“Don’t go down unless it’s your last resort to make that save.” These words were constantly drilled in to me by my hockey coaches back in the 1980s and 90s when I was learning how to be an effective goaltender. Up until the late 90s, hockey goalies were taught to come far out of the net, aggressively challenge the shooter, and stay on their feet for as long as possible. The expectation was that the player shooting the puck would hit you in the pads or miss the net. The players in today's game would burn you if you took the old “stand up and aggressively challenge the shooter” approach.

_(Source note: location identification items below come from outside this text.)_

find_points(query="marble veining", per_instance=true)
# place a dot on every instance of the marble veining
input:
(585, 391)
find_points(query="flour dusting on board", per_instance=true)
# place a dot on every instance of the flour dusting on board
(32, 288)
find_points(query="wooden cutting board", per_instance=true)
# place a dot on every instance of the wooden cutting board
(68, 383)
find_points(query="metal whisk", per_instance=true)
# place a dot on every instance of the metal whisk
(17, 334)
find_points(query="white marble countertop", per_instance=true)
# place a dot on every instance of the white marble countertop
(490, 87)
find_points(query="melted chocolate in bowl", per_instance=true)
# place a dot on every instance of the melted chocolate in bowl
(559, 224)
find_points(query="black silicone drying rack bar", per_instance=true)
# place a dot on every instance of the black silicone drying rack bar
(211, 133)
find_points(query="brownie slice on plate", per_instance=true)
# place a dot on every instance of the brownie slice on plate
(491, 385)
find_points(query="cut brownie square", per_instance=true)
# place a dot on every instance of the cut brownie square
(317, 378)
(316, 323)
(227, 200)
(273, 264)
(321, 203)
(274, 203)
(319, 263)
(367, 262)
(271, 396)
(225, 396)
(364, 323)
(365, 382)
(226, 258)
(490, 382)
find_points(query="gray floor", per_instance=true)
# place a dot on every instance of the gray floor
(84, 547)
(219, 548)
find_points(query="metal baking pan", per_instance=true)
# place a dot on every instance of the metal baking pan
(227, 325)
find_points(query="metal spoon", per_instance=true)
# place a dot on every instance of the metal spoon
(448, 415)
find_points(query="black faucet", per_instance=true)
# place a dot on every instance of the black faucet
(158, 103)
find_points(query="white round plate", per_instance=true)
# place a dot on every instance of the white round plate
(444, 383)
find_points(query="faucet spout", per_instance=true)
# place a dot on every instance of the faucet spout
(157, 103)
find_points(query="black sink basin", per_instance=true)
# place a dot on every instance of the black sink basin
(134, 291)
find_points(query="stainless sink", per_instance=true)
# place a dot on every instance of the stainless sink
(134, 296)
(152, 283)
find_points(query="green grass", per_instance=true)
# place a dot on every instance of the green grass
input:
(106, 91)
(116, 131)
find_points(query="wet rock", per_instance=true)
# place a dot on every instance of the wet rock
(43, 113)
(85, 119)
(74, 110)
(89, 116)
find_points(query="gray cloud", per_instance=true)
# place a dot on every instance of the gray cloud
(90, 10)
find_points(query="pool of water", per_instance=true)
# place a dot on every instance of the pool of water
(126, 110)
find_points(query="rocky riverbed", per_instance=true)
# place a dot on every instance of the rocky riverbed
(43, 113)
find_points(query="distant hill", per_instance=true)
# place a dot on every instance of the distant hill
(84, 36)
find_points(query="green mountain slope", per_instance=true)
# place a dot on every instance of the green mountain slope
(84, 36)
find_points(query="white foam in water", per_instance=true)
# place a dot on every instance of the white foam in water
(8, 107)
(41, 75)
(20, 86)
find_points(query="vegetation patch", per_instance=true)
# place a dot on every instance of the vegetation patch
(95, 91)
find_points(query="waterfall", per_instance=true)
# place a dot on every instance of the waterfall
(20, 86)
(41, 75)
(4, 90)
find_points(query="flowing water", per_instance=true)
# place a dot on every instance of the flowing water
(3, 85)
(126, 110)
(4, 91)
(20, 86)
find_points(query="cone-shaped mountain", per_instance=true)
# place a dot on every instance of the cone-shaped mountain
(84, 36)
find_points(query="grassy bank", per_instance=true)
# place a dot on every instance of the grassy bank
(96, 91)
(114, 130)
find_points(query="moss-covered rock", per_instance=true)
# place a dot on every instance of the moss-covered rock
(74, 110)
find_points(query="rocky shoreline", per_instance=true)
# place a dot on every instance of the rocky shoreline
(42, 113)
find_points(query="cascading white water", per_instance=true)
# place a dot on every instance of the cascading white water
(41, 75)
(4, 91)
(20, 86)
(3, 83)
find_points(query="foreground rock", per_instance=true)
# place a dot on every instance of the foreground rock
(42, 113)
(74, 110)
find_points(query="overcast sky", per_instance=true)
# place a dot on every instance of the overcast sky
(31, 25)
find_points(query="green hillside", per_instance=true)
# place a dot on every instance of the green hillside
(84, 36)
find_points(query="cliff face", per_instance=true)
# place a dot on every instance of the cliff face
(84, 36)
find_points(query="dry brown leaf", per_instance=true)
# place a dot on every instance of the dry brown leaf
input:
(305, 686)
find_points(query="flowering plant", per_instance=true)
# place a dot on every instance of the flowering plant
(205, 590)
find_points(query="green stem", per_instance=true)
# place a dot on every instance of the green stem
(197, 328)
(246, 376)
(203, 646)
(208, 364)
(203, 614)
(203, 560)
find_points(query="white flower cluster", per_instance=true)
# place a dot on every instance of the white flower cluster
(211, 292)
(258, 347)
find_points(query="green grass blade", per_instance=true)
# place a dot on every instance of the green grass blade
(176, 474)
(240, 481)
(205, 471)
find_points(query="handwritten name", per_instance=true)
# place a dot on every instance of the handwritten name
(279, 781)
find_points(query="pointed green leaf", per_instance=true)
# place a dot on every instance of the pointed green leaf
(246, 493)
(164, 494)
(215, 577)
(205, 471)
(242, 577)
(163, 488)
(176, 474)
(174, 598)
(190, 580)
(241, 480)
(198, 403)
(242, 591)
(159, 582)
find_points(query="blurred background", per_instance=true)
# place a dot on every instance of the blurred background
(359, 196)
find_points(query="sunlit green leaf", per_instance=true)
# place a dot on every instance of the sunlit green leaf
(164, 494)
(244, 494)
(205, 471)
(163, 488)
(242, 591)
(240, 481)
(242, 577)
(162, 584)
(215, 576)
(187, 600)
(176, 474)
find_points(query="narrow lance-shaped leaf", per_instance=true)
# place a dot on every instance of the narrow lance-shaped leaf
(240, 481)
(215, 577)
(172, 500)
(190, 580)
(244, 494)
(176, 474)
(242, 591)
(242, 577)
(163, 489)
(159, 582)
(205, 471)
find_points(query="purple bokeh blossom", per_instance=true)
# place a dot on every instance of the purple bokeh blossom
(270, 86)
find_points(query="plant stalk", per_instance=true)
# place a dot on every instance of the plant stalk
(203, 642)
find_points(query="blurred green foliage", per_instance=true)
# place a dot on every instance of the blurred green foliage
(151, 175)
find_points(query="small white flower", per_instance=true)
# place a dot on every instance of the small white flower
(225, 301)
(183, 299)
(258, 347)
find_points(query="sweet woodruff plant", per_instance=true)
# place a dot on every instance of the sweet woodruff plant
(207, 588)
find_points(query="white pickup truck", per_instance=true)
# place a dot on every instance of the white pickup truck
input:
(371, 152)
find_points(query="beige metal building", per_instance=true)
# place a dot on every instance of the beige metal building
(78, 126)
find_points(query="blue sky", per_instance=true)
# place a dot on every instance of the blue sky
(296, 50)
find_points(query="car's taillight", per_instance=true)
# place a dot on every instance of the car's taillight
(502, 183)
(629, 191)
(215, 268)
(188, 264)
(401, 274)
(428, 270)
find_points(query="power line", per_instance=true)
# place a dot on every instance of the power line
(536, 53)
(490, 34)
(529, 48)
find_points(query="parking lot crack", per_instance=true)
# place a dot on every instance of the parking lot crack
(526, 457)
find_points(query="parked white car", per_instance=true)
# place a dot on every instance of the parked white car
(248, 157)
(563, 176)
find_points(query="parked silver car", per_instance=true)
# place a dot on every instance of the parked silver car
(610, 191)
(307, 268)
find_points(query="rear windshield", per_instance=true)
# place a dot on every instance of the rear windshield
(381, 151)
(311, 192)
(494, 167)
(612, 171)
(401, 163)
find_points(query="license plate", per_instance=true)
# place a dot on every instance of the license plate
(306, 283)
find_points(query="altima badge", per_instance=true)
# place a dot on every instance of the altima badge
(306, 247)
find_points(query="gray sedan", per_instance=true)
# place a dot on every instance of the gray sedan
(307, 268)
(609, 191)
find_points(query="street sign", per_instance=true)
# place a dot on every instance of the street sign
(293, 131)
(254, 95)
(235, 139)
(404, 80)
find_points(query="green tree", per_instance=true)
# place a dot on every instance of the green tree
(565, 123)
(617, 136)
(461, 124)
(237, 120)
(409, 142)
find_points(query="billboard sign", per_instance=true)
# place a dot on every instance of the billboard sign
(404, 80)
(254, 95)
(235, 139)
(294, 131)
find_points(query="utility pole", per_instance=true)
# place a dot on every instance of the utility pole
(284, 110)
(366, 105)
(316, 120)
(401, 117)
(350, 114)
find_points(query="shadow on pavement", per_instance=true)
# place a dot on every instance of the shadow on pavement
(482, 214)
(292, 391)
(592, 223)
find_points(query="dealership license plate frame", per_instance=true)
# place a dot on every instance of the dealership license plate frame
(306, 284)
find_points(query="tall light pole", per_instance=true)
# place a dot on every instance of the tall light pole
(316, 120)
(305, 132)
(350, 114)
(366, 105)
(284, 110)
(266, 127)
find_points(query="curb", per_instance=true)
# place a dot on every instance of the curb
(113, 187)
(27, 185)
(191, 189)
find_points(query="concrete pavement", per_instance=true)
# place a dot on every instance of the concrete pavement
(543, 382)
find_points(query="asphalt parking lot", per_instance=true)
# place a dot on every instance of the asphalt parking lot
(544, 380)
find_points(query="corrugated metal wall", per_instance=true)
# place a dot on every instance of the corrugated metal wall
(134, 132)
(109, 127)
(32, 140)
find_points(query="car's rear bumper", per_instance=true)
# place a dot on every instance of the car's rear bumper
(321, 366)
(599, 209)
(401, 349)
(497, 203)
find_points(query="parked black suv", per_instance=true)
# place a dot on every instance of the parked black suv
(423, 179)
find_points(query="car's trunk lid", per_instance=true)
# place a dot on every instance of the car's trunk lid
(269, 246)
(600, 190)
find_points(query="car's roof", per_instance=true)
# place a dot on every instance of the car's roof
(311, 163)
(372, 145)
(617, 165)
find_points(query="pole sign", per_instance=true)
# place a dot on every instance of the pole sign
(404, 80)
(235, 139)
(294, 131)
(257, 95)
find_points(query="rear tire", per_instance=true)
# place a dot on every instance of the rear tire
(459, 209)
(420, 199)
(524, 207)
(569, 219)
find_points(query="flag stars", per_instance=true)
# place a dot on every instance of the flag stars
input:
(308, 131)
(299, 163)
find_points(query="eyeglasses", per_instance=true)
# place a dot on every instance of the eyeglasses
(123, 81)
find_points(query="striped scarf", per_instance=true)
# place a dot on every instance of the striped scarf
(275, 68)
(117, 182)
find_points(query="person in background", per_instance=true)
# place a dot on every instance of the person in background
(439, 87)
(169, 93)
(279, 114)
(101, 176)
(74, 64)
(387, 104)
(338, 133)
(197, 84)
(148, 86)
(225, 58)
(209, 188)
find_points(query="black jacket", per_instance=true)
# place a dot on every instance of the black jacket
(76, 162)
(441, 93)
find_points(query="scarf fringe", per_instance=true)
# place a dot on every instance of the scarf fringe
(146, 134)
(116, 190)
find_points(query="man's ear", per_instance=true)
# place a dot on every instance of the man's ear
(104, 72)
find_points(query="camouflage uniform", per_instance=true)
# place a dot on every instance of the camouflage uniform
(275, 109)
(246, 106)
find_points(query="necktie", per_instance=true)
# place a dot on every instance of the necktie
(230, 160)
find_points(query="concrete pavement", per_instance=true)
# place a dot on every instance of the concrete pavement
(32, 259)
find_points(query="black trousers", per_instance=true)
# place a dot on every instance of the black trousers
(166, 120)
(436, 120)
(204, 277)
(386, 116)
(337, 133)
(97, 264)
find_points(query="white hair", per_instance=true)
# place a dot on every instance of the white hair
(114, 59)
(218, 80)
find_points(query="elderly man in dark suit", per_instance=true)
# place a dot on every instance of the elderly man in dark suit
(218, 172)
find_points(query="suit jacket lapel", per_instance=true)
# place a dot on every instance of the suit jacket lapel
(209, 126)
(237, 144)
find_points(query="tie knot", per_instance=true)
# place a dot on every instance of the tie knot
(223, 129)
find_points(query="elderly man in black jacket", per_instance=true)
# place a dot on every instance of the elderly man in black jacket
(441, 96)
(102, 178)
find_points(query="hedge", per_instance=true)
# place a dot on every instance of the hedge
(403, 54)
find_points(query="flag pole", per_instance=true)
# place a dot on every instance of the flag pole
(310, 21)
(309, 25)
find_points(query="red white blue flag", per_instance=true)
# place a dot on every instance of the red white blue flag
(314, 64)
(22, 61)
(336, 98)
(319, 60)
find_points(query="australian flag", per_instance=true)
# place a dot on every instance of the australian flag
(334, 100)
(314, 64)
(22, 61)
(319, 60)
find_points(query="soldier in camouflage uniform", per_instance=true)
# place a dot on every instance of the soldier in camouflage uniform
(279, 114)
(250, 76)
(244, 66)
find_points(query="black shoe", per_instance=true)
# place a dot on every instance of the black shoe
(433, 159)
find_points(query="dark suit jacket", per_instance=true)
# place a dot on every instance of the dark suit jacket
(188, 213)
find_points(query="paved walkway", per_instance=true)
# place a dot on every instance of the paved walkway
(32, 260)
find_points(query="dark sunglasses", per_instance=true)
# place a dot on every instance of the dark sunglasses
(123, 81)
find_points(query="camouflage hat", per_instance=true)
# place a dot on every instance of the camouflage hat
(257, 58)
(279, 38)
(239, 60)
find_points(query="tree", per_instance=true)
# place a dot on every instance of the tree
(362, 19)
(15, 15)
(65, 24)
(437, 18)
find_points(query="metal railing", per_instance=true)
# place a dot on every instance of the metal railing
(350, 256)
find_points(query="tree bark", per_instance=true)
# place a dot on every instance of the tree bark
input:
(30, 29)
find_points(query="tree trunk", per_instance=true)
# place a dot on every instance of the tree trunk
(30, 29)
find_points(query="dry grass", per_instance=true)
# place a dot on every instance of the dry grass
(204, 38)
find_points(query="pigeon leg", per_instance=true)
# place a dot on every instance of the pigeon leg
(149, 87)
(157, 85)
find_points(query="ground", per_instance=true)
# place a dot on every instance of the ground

One of my closest friends approached me and asked me if I would be interested in getting some newer goalie equipment and splitting the games in a local adult ice hockey league a couple years ago. I was in for a huge surprise after taking many years away from playing the game!
For starters, the equipment was drastically different than the gear I was accustomed to using in the years before. It felt foreign to me…I could not skate or execute the same body movements that remained in my muscle memory. The manner in which this position is played in the modern game requires the goalies to play deeper in the net and drop onto their knees into a save selection known as the butterfly on more than 85 percent of the shots. Go down!? What do mean? Really? Since when? Yup…the object is to play the percentages and take the lower part of the net away from the shooters. I felt like I was under a rock for the past ten years. The modern game is considerably faster and the players shoot harder.
Eventually, you will have to adapt to the changes that occur in any discipline or aspect of life if you plan on reaching the pinnacle. Would we have the means and opportunities to connect the way we do today if we all insisted on living in the same paradigm from fifty years ago?
We are clearly capable of accepting, adapting, and evolving. Yet, so many of us continue to hold onto thoughts and processes that are obsolete. Doing something the way it used to be done in the past does not necessarily make it great again. Adapt and remain fluid.